Michèle STRIFFLER soutient le projet de la Commission européenne pour une mention obligatoire du pays d’élevage et d’abattage

La Commission européenne pourrait rendre obligatoire l’indication du pays d’élevage et d’abattage sur les étiquettes des viandes fraîches de porc, mouton, chèvre et volaille commercialisées dans l’Union européenne.
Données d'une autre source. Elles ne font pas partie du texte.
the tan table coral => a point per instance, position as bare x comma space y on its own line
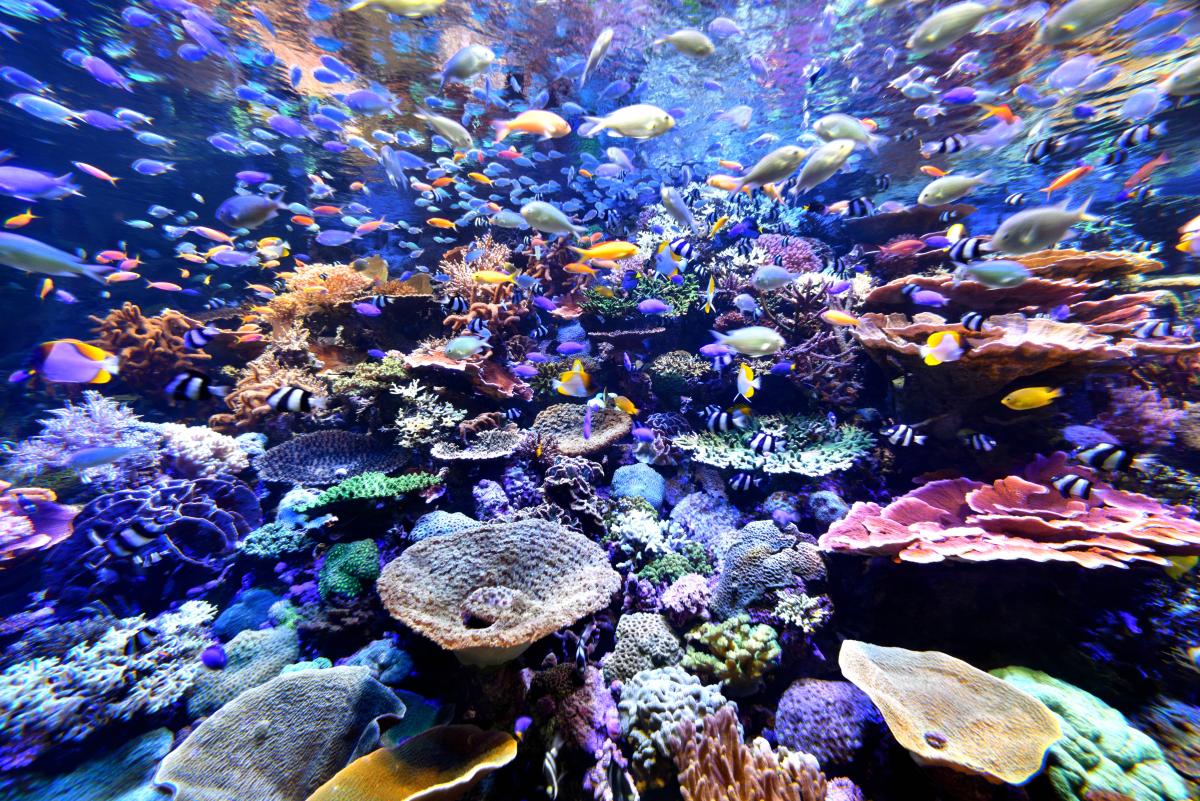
491, 591
952, 715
Michèle STRIFFLER, qui a souligné à plusieurs reprises la nécessité de mieux informer les consommateurs sur la viande qu’ils consomment, notamment par le biais d’une question écrite à la Commission européenne, se félicite de cette avancée.

A l’heure actuelle, l’indication d’origine est obligatoire pour le miel, les fruits et légumes, le poisson, la viande bovine et les produits à base de viande bovine, et l’huile d’olive. Le Règlement n° 1169/2011 concernant l’information des consommateurs sur les denrées alimentaires, qui entrera en vigueur le 13 décembre 2014, prévoit d’étendre cette obligation aux viandes fraîches de porc, de mouton, de chèvre et de volaille ainsi qu’aux produits susceptibles d’induire le consommateur en erreur.

Plusieurs États membres ont déjà exprimé leur désaccord avec la proposition, parmi lesquels l’Allemagne, les Pays-Bas, la Pologne, le Royaume-Uni, la Suède et le Danemark. Les quatre premiers ont en effet recours à l’abattage à moindre coût dans les pays de l’Est et redoutent que cette mention ne décourage le consommateur.

Pour Michèle STRIFFLER, il faut même aller plus loin : suite au scandale de la viande de cheval frauduleusement étiquetée « boeuf », la même approche doit être adoptée pour la viande dans les aliments transformés. « Le renforcement des autocontrôles au sein des entreprises agroalimentaires ne suffit pas.  Actuellement, le système en vigueur instaure seulement une différence entre un produit étiqueté «UE» et un produit étiqueté «non UE». Ce système n'est pas suffisant pour renforcer la confiance des consommateurs européens » a écrit Michèle STRIFFLER à la Commission européenne.

Pour Michèle STRIFFLER, les normes d'hygiène et la qualité de la viande dépendent également de la manière dont les animaux sont abattus. Il est donc légitime d'informer les consommateurs européens de la manière d’abattage, en plus du pays d’origine et d’abattage.